Sous l’impulsion de la digitalisation de l’ensemble des activités économiques, l’informatique est devenue une fonction stratégique pour les entreprises. Le volume d’offres du secteur ne cesse de croître, cependant, les profils se raréfient.

«Ces derniers temps, nous avons constaté une très forte demande d’informaticiens émanant de pays étrangers, notamment la France et la Belgique», explique Saloua Karkri-Belkeziz, présidente de l’Apebi, la Fédération des technologies de l’information, des télécommunications et de l’offshoring.

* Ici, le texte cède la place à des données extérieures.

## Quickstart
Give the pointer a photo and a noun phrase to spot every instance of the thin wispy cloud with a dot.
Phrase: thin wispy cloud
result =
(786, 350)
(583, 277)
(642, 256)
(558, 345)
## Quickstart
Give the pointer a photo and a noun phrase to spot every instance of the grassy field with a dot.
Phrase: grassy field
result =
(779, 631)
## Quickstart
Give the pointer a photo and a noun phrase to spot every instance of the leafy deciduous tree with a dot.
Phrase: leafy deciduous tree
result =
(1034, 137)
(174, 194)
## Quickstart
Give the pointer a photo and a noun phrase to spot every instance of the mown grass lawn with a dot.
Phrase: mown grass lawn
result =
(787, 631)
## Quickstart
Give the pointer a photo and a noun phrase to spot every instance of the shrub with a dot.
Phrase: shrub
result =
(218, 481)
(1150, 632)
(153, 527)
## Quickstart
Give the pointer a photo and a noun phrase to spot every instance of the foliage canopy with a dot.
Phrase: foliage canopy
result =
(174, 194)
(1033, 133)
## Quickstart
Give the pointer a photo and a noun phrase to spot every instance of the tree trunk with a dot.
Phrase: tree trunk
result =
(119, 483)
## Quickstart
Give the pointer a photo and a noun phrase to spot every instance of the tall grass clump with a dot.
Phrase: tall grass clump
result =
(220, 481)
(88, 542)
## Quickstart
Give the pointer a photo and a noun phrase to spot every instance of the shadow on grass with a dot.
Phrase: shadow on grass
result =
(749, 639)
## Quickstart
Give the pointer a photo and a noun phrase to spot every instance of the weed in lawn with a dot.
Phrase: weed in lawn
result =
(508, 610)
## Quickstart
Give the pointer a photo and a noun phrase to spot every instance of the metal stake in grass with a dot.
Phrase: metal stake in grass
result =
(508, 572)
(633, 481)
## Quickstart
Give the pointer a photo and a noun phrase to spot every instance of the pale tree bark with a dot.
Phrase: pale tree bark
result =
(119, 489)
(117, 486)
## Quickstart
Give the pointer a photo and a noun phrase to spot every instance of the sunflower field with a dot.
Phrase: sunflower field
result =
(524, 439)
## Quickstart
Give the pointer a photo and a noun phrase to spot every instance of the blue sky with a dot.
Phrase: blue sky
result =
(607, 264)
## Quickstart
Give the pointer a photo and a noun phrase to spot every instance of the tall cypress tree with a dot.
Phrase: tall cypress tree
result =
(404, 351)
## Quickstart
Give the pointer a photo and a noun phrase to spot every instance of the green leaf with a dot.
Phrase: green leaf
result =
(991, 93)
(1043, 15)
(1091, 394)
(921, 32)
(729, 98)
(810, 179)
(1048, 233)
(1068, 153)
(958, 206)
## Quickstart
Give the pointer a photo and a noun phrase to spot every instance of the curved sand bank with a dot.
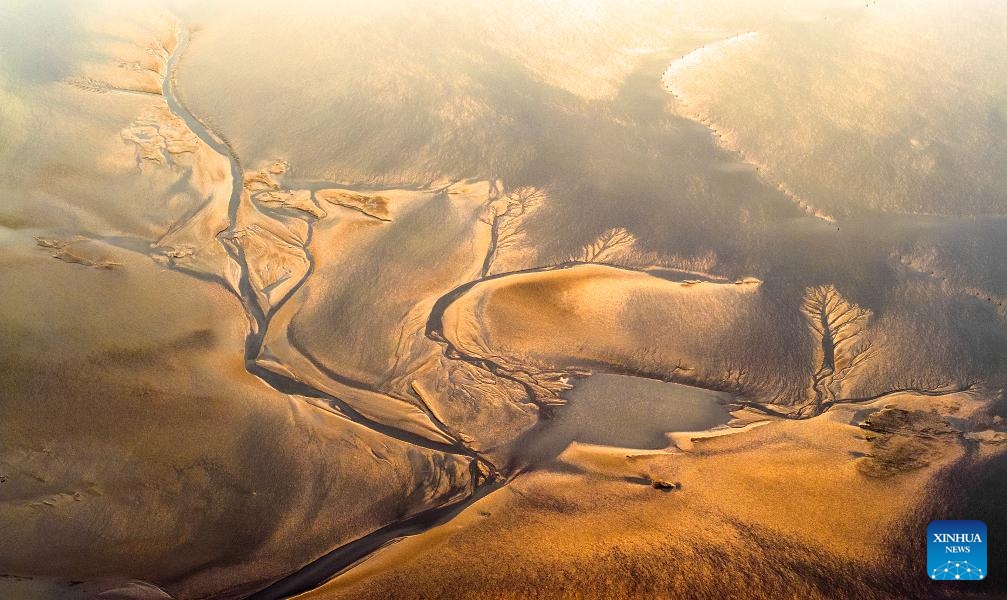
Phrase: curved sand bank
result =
(587, 316)
(811, 508)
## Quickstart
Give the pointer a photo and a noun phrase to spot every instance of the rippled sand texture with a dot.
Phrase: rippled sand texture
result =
(377, 300)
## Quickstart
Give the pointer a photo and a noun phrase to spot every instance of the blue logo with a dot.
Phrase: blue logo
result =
(956, 550)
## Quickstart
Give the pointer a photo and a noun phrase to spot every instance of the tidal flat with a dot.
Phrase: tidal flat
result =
(499, 300)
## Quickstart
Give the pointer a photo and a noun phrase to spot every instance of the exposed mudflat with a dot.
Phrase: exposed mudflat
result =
(518, 300)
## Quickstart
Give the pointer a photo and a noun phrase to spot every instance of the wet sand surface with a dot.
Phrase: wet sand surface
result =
(389, 300)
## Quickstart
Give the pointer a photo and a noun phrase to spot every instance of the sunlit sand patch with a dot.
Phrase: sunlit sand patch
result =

Des pays très dynamiques en ce qui concerne la transformation digitale, ce qui les amène à chercher des profils dans d’autres pays afin de répondre à l’offre importante qu’ils connaissent. Grâce au CDD de mission mis en place en France, les entreprises ont plus de facilité à embaucher des profils marocains qui, selon Alexandra Montant, DGA de ReKrute.com, sont prisés à l’international pour leur expertise».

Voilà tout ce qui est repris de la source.